El Correo

"Muchas grandes empresas empezaron en garajes, y en Euskadi hay muchos garajes"

  • Iñaki Mujika - Tknika

  • Iñaki Mujika, del Centro de Innovación de la Formación Profesional Tknika, nos explica cómo los centros de FP pueden convertirse en 'garajes' en los que los jóvenes pueden contar con un espacio para crear sus propios proyectos.

Iñaki Mujika-Tknika.

Iñaki Mujika-Tknika.

«Cuando pensamos en algunas de las grandes empresas americanas contamos como anécdota que muchas de ellas se crearon en un garaje. Pues en Euskadi hay muchos garajes.

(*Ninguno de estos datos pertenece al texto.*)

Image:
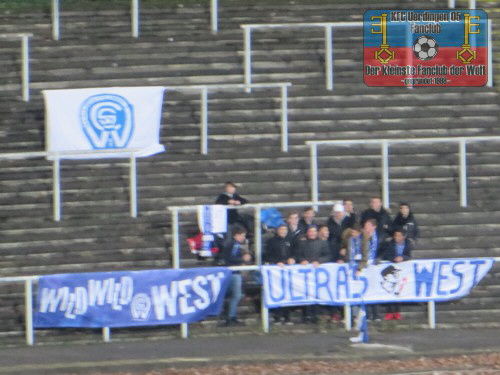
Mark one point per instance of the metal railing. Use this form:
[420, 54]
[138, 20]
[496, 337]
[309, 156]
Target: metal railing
[205, 89]
[56, 171]
[184, 328]
[56, 19]
[328, 27]
[176, 247]
[25, 62]
[384, 145]
[134, 18]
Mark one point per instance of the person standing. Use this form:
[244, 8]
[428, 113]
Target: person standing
[405, 221]
[398, 250]
[279, 252]
[235, 255]
[380, 215]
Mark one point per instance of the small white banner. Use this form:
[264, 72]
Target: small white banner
[103, 119]
[336, 284]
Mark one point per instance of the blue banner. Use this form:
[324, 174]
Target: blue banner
[123, 299]
[338, 284]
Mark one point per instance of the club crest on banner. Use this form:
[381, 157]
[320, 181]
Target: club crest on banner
[140, 307]
[107, 121]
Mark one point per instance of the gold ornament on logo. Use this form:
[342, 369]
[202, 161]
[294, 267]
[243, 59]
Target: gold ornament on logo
[384, 54]
[466, 55]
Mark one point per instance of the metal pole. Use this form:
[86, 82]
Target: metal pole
[385, 173]
[258, 236]
[490, 55]
[175, 239]
[248, 57]
[264, 313]
[314, 174]
[25, 67]
[55, 19]
[347, 317]
[176, 258]
[214, 9]
[28, 306]
[133, 185]
[135, 18]
[463, 173]
[431, 314]
[56, 188]
[204, 120]
[106, 334]
[329, 57]
[284, 118]
[184, 330]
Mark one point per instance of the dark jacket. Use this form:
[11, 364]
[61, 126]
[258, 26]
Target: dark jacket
[278, 250]
[313, 251]
[294, 238]
[233, 253]
[384, 222]
[389, 250]
[303, 225]
[336, 229]
[232, 213]
[408, 224]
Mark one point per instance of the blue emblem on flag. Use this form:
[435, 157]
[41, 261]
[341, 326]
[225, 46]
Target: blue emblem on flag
[107, 121]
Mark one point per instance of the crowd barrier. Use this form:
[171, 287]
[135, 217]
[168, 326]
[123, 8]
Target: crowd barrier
[167, 297]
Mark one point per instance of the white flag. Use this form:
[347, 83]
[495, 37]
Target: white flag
[104, 119]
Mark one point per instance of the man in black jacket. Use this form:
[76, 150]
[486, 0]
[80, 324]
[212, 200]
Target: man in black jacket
[397, 250]
[235, 255]
[279, 251]
[377, 212]
[230, 198]
[314, 251]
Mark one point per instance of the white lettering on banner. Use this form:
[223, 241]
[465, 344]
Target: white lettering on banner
[164, 298]
[419, 280]
[97, 293]
[182, 297]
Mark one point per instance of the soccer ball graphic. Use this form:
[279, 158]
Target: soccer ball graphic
[425, 47]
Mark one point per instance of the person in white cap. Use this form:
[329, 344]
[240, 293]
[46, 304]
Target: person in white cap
[336, 225]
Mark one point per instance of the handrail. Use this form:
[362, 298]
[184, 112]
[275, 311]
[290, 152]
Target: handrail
[25, 68]
[205, 89]
[106, 331]
[55, 156]
[328, 26]
[384, 143]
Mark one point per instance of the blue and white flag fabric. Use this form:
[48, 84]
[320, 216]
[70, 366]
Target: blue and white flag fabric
[103, 119]
[123, 299]
[337, 284]
[212, 218]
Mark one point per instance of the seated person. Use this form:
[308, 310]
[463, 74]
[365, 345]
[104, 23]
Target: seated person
[324, 234]
[294, 232]
[314, 251]
[397, 250]
[350, 217]
[406, 221]
[235, 254]
[336, 225]
[229, 198]
[307, 219]
[278, 251]
[380, 215]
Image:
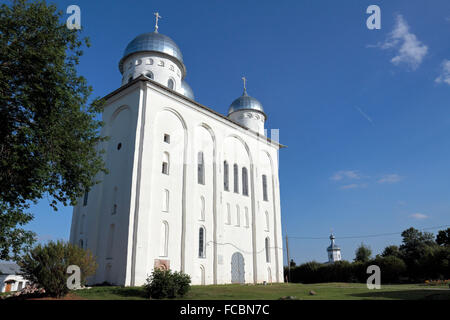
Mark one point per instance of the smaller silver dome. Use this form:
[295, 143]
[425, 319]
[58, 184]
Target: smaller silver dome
[186, 90]
[245, 102]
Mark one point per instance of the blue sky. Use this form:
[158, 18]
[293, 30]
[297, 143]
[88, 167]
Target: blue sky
[364, 113]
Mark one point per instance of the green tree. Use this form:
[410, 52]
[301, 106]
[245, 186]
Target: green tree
[443, 237]
[363, 253]
[48, 131]
[47, 265]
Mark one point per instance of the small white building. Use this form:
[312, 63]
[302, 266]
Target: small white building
[188, 189]
[10, 277]
[334, 252]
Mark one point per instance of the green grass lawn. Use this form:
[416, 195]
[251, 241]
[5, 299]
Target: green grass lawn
[325, 291]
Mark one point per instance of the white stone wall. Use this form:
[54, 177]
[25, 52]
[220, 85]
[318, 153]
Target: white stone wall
[137, 171]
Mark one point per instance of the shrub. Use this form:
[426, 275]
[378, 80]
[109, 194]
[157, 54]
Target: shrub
[165, 284]
[46, 265]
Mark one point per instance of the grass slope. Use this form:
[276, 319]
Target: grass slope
[325, 291]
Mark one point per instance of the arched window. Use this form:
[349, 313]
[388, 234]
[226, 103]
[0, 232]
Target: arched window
[164, 239]
[171, 84]
[202, 208]
[201, 242]
[201, 168]
[165, 200]
[166, 163]
[244, 181]
[149, 74]
[226, 186]
[267, 249]
[265, 196]
[247, 220]
[236, 178]
[110, 245]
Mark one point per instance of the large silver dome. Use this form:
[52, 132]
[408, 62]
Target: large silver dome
[245, 102]
[186, 90]
[152, 41]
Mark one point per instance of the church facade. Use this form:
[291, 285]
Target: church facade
[188, 188]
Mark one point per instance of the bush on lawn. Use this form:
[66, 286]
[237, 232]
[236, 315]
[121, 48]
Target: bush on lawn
[165, 284]
[46, 265]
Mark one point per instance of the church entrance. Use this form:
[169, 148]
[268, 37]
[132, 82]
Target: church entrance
[237, 268]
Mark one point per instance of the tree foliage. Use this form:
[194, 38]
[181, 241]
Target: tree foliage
[48, 131]
[47, 265]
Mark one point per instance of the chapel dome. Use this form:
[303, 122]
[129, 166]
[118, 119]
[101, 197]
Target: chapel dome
[246, 102]
[152, 42]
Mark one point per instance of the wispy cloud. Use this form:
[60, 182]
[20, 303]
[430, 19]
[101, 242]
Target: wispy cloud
[390, 178]
[410, 51]
[444, 77]
[345, 174]
[364, 115]
[418, 216]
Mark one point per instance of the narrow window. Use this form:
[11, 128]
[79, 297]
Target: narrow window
[202, 208]
[165, 164]
[166, 200]
[236, 178]
[201, 242]
[244, 181]
[86, 194]
[226, 186]
[265, 197]
[164, 239]
[267, 249]
[247, 221]
[201, 168]
[110, 246]
[171, 84]
[149, 75]
[166, 138]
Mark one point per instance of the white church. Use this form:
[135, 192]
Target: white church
[188, 189]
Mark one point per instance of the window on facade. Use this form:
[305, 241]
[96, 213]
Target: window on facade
[202, 208]
[244, 181]
[110, 243]
[86, 194]
[165, 200]
[165, 164]
[149, 75]
[164, 239]
[201, 242]
[265, 197]
[247, 220]
[236, 178]
[201, 168]
[171, 84]
[267, 243]
[226, 186]
[166, 138]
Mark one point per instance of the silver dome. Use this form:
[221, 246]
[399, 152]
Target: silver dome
[155, 42]
[186, 90]
[245, 102]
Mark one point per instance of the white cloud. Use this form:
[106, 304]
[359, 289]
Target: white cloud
[409, 50]
[445, 73]
[418, 216]
[345, 174]
[390, 178]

De hecho, la sociedad está invirtiendo mucho por hacer de los institutos de FP 'garajes' en los que los jóvenes puedan contar con máquinas, con acceso a Internet... con un espacio suyo que puedan emplear para crear sus propios proyectos», destaca Iñaki Mujika, director de Tknika, el Centro de Innovación de la Formación Profesional. Lo dice con mucho orgullo porque desde hace diez años 'Urratsbat', uno de los programas con que el Gobierno vasco trata de fomentar el emprendimiento desde los institutos de FP ha ayudado a la creación de 450 empresas. De ellas, sobrevive casi el 80% y aportan la nada desdeñable cifra de 739 puestos de trabajo.

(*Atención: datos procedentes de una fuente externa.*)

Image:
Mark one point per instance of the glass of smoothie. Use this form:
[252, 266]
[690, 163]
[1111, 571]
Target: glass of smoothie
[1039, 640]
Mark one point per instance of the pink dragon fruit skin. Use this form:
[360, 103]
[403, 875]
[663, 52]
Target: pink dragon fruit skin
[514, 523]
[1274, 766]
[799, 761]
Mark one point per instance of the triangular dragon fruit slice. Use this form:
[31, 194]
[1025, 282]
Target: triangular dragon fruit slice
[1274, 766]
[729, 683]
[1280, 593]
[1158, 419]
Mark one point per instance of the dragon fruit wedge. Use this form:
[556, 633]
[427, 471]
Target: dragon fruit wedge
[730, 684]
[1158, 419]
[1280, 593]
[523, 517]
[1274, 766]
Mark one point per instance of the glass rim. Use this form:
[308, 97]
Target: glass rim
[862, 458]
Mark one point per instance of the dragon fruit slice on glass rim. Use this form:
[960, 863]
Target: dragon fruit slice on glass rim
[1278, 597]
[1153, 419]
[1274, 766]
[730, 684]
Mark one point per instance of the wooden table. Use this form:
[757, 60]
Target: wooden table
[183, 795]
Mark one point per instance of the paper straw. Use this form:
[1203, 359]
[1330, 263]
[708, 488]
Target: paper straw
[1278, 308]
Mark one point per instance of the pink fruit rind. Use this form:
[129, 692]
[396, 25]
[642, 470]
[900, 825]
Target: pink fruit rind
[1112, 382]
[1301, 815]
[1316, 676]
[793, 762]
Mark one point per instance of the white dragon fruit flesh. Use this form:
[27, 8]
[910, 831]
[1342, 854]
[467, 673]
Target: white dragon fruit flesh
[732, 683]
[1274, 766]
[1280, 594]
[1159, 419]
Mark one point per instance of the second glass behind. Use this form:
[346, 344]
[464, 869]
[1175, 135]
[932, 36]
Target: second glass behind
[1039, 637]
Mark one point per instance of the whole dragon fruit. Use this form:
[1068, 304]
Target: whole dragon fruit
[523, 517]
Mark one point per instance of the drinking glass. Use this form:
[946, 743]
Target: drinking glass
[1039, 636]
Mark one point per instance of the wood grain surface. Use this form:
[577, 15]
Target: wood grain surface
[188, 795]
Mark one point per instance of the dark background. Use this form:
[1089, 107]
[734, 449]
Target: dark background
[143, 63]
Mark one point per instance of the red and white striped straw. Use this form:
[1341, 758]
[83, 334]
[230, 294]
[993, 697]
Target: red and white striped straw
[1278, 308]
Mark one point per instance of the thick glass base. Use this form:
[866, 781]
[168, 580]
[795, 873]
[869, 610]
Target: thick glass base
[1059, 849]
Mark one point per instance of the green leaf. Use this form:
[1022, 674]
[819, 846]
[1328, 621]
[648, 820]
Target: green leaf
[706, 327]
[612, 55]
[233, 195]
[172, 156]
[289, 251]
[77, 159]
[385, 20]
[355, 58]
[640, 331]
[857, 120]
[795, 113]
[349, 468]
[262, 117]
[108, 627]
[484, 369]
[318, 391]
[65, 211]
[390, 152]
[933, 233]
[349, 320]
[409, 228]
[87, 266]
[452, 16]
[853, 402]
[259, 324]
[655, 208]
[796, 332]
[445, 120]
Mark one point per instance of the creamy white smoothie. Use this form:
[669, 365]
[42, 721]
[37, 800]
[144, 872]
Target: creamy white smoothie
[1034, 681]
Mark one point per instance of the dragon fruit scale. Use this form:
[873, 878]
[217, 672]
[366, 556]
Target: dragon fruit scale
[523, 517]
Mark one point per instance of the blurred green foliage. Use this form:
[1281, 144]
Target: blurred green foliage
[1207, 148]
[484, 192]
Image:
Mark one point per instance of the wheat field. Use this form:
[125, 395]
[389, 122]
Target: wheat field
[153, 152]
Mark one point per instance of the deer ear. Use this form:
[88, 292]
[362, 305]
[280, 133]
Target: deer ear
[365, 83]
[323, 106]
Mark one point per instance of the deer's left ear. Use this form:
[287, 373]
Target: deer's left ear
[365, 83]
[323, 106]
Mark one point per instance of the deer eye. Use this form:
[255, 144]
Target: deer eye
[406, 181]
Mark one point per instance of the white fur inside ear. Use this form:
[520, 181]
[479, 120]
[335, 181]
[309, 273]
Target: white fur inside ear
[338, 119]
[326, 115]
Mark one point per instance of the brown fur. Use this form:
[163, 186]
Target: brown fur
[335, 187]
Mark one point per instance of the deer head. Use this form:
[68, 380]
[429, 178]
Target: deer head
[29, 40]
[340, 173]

«Este ha sido siempre un país de emprendedores. Hemos tenido mucha gente que se ha formado en la FP, que ha conseguido un primer puesto de empleo y que después, cuando ya ha adquirido un conocimiento del oficio, se ha lanzado a crear su propia empresa. Por eso somos un país industrial», subraya insistiendo en que no hay más fórmula que «motivar, motivar y motivar». «Lo tenemos que hacer las instituciones es impulsar la actitud emprendedora, hacer de ella una lluvia que vaya calando constantemente en nuestros jóvenes, porque, al final, todo es una cuestión de actitud. Si a la gente se le hubiese inculcado que puede hacer muchas cosas no tendríamos el problema de paro que tenemos», lamenta.

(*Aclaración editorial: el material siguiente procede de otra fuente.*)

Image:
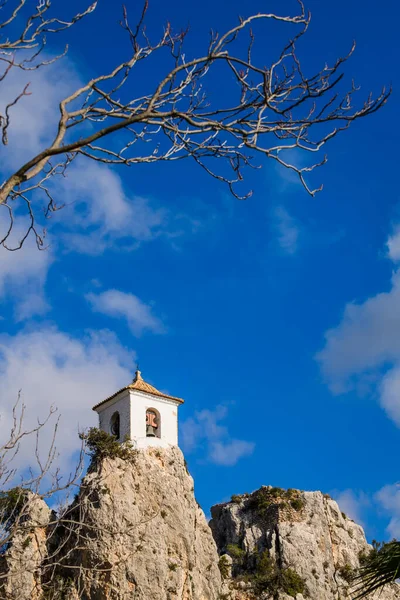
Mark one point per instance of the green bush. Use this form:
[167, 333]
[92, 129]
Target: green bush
[12, 502]
[223, 565]
[236, 498]
[264, 498]
[235, 552]
[346, 572]
[269, 578]
[102, 445]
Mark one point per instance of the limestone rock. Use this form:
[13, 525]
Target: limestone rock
[22, 560]
[144, 536]
[302, 531]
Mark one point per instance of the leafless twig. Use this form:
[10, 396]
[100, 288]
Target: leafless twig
[266, 111]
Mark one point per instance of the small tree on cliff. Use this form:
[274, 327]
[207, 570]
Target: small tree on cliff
[380, 568]
[269, 108]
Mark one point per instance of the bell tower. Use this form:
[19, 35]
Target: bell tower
[141, 413]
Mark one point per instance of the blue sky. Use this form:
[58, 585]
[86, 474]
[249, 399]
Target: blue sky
[276, 318]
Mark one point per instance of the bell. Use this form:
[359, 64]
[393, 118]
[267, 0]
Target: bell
[150, 431]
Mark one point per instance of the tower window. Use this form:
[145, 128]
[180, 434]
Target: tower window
[115, 425]
[153, 423]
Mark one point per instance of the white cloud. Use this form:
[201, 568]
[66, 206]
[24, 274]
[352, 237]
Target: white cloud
[393, 245]
[99, 213]
[287, 230]
[389, 499]
[121, 305]
[23, 276]
[33, 120]
[352, 503]
[364, 349]
[53, 368]
[204, 430]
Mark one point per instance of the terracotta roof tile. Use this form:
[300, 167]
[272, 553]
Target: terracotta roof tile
[139, 384]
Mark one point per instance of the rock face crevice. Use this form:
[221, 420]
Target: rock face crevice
[303, 532]
[135, 532]
[143, 535]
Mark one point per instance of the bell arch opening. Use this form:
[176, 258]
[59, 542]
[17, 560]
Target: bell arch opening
[115, 425]
[153, 423]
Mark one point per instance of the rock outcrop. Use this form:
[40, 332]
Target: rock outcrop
[135, 532]
[20, 565]
[284, 543]
[144, 537]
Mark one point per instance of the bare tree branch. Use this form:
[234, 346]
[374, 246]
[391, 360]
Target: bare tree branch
[267, 110]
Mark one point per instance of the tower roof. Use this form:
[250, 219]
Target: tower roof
[142, 386]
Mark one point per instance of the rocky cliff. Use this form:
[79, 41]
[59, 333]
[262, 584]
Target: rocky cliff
[135, 532]
[144, 537]
[280, 544]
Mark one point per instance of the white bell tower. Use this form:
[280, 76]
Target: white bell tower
[141, 413]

Sin embargo, tampoco quiere pintarlo todo de rosa. «Es cierto que no es fácil, que hace falta contar con recursos. No hay que engañar a nadie. Ser emprendedor supone echarte a la mochila un montón de preocupaciones, porque habrá momentos muy buenos pero también otros malos. Han de ser personas conscientes de que no se van a hacer ricas en quince días, de que no hay pelotazos, sino que hay que ser constantes, plantearse el negocio como un proyecto de vida, no dejarse distraer y rodearse de gente que les ayude».